Dempsey Travis knew about barriers because he kept knocking them down over his 89 years. Poverty, prejudice would not deter whatever he chose to pursue.
"He probably made a decision. Nothing can take your joy. He had a tough skin. He could handle it," said Matilda O'Conner, Travis' niece.
Travis became an enormously successful real estate executive. Presidents knew him and sought his opinions.
When Harold Washington ran for mayor of Chicago in 1983, Dempsey Travis is one of the reasons he won.
"Dempsey Travis played a roll by bringing money to the table. He and others showed that there was black money to support a black candidate," said Laura Washington, Sun-Times columnist.
Travis was a jazz aficionado, known to some big names like Calloway and Gillespie. He wrote about jazz and he could play it.
"He loved to work. He told us, in his words, you have plenty of time to sleep when you're dead," said Ruthie Smith, employee and friend.
The people who worked for him say he could be a taskmaster, but never without a sense of humor or mission.
"In his personal time he was always thinking.
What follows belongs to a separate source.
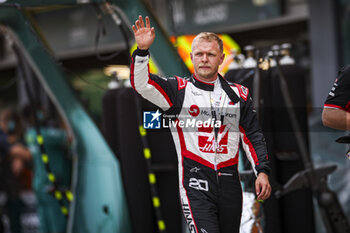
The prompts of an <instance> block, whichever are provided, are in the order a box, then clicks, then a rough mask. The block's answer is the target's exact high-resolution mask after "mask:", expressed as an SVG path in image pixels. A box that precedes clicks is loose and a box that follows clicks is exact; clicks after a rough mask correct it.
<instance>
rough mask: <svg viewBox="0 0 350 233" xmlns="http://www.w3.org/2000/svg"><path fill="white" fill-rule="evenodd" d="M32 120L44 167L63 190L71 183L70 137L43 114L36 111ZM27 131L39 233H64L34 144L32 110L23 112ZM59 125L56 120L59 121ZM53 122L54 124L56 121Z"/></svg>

If he had an idea in the middle of the night, he'd put it on paper, and what you see is the product of that effort," said Kathy Maufas, employee and friend.
Dempsey Travis wrote over two dozen books about life, about racism, about music, about politics. He was both making while writing about it.
"He had many achievements that went far beyond what others had done but he always wanted to tell those stories so he wrote many books about black Chicago, Harold Washington Roosevelt University. He wanted to tell history while making stories himself," said O'Connor.
Mr. Travis set up a scholarship program that ultimately benefited hundreds of young people over the years. His message to them is perhaps best embodied in the title of his 1992 autobiography - "I Refuse To Learn To Fail."